Our present results showed that there was no significant difference in plaque index, alveolar index, clinical attachment loss, IL-6 and TNF-α contents in gingival crevicular fluid between the two groups before operation (P>0.05). At 6 months after operation, the plaque index, gingival index and clinical attachment loss, IL-6 and TNF-α contents in gingival crevicular fluid were significantly lower in the study group than those in control group (P<0.05). It is suggested that PRF combined with atorvastatin can effectively improve the plaque index, gingival index, and clinical attachment loss and reduce the levels of inflammatory factors IL-6 and TNF-α. The reason may be that PRF combined with atorvastatin can produce synergistic effects, and continuously reduce the production of interleukin-6 and interleukin-8 mediated by interleukin-1 in endothelial cell lines.

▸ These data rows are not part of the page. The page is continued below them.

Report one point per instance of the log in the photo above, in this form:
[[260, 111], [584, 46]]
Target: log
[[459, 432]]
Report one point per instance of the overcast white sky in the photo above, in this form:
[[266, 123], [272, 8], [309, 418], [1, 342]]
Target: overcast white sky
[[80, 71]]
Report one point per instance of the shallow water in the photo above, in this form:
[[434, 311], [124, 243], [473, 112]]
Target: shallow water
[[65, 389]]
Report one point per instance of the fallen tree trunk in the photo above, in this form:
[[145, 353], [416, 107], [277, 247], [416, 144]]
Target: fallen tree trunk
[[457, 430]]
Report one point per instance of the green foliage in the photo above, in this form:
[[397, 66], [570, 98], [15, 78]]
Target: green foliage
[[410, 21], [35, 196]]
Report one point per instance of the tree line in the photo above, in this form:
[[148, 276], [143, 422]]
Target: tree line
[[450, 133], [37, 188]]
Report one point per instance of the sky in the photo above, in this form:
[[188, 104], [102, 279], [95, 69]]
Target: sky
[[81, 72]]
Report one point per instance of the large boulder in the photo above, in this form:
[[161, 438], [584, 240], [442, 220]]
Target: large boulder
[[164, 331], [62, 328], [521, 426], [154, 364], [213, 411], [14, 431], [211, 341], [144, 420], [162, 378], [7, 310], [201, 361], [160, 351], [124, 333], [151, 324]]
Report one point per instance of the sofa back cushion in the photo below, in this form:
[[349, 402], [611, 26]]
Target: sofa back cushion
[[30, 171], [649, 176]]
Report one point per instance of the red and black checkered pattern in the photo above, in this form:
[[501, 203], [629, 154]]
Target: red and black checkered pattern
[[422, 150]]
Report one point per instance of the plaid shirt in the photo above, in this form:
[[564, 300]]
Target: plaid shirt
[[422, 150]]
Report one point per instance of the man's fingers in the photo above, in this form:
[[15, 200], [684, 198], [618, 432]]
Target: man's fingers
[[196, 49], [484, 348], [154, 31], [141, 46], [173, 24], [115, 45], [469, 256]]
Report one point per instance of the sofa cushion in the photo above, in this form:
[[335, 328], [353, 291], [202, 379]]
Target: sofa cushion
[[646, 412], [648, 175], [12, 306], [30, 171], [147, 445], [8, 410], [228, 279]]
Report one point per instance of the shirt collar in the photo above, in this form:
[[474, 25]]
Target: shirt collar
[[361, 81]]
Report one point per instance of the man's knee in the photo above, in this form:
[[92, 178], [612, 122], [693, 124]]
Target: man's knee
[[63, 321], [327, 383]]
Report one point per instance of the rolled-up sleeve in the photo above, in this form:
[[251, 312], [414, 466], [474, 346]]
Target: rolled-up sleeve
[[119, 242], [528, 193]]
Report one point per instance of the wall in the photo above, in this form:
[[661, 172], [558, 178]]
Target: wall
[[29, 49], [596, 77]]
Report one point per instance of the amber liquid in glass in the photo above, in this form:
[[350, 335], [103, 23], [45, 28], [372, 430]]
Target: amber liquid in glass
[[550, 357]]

At present, examination of furcation involvements and analysis of efficacy are mainly dependent on clinical examination and periapical film. In the clinical examination, the clinician uses the probe to explore the furcation region to determine the horizontal and vertical attachment loss in the furcation region [15]. However, the examination is affected by the level of clinicians, shapes of probes, probing forces, inflammation of the gums, lengths of posts, anatomy of teeth and many other factors, with relatively low accuracy. Furthermore, as an important auxiliary tool, periapical film can only display twodimensional images. On the one hand, it cannot reflect the horizontal condition of bone destruction in the furcation region; on the other hand, it is difficult to accurately show the actual situation of the bone defects due to the overlap of the buccal lingual bone plate. Furthermore, it cannot distinguish buccal lingual lesions [16]. Walter et al. [17] investigated the accuracy of CBCT in the analysis of furcation involvements of maxillary molars. They shoot the CBCT for 25 maxillary molars before flap surgery and compared the data obtained from CBCT with the data obtained by direct examination. The results showed that the complete agreement between the two was as high as 84%. The results of this study showed that there was no significant difference in the CBCT metrics of vertical bone loss and horizontal bone loss between the two groups before operation (P>0.05). At 6 months after operation, the vertical bone loss and horizontal bone loss in the study group were significantly improved compared with those at baseline and in the baseline group (P<0.05). These data suggested that PRF combined with atorvastatin can effectively improve the vertical bone loss and horizontal bone loss.

In summary, PRF combined with atorvastatin can effectively reduce the levels of IL-6 and TNF-α in gingival crevicular fluid and promote the treatment effect of bone grafting in degree II furcation involvements of mandibular molars, which is worth popularizing. The limitations of this study are that the sample size and observation time are limited. In the future, the effect of PRF combined with atorvastatin on furcation involvements and whole periodontal tissue regeneration can be evaluated by expanding the sample size and prolonging the observation time.